By BosNewsLife News Center in Budapest with reporting by BosNewsLife’s Stefan J. Bos

Serbian Orthodox Church in Macedonia facing pressure.

BUDAPEST/BELGRADE/SKOPJE (BosNewsLife)– Authorities in Macedonia released all 19 Serbian Orthodox monks, nuns and other believers who were detained on tax evasion charges, but confiscated their passports to prevent them from leaving the country, representatives confirmed to BosNewsLife Friday, May 25.

Most Christians were taken into custody Monday, May 21 after police raided several monasteries and homes as part of a crackdown on the Serbian Orthodox Church in Macedonia, said Centar 9, or ‘Center 9’ in English, a Balkan religious rights watchdog.

Previous reports said 17 Christians were detained, but activists later adjusted that figure to 19.  They were mainly detained Monday May 21, before being released the same day, while some were briefly held when entering the country this week, activists said.  

“Basically they were freed but passports was taken from monks, nuns and Bishops Marko and David,” Center 9 General Secretary Drasko Djenovic told BosNewsLife, speaking from Belgrade, Serbia.

“There is also an an uncertain situation for about 40 priest, monks and nuns” who may face deportation as “non-Montenegrin citizens not get [permanent residence] permission,” he added.

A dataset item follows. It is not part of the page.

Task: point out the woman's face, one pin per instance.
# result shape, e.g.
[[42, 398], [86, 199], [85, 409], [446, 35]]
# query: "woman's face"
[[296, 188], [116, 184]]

Those who were briefly detained this week fall under the responsibility of the Serbian Orthodox Church’s “Ohrid Archbishopric” in Macedonia.

“TAX EVASION”

Police reportedly said the detentions were part of an investigation into “money laundering”, but church leaders and rights activists have linked raids to the government’s refusal to register the Serbian Orthodox Church in Macedonia.

In comments obtained by BosNewsLife, Bishop David of the Serbian Orthodox Church in Macedinia claimed  the “persecution” was well-timed and denied the church was involved in financial wrongdoing.

“This persecution started right in a moment when the bishops were outside of the country, at the Holy Synod meetings in Belgrade, and at a time when there is a general discomfort in Macedonia as the country was not accepted in the NATO organization…[Also] in Serbia there is no seated president and a government is in the making after the recent elections. They calculated no one will pay attention to such events in Macedonia while Serbia is busy with its internal issues,“ Bishop David said in a statement distributed by Center 9.

Church leaders are also concerned about the impact the police raids have on individual believers. “What is very worrying is the fact that, apart from personal computers, phones and finances, police sequestrated all parish register books in which we kept all the names of baptized and married people of our Church, and all empty forms – certificates for baptisms and weddings,” noted Bishop David.

ARCHIVE GONE

“Police took away our archive, all Synodal minutes and other writings, all with a religious content only. We are afraid that they might destroy our register books. If they are persecuting us because of alleged money laundering, what it has to do with the register books, Synodal minutes and alike documents?,” he wondered. 

He said some are afraid that the Macedonian authorities might start harassing people listed in the register books.

Authorities have only recognized the Macedonian Orthodox Church as Macedonia’s main religion.

Besides the latest detentions, the Serbian Orthodox Church Synod in Belgrade earlier condemned as “political and not judicial” the sentence of two and half years imprisonment to Archbishop Jovan, who is behind bars in Macedonia’s Idrizovo prison.

MORE CASES

Several other court cases are pending against Jovan and at least 15 other persons, according to trial observers.

Officials have not commenyed on the latest developments.

However, the Interior Ministry reportedly issued a blacklist in recent years with over 20 Serbian Orthodox bishops banned from entering Macedonia.

Tensions over religious and national identities in Macedonia and other former Yugoslav states are seen by analysts as a heritage of the nationalist Balkan wars of the 1990s when Yugoslavia fell apart.

Accurate estimates about the ethnic and religious situation in Macedonia are unknown, since the last census, from October 2011, was cancelled, explained Center 9. It is estimated that among 2 million people, one third is of ethnic Albanian origin and of a Muslim background.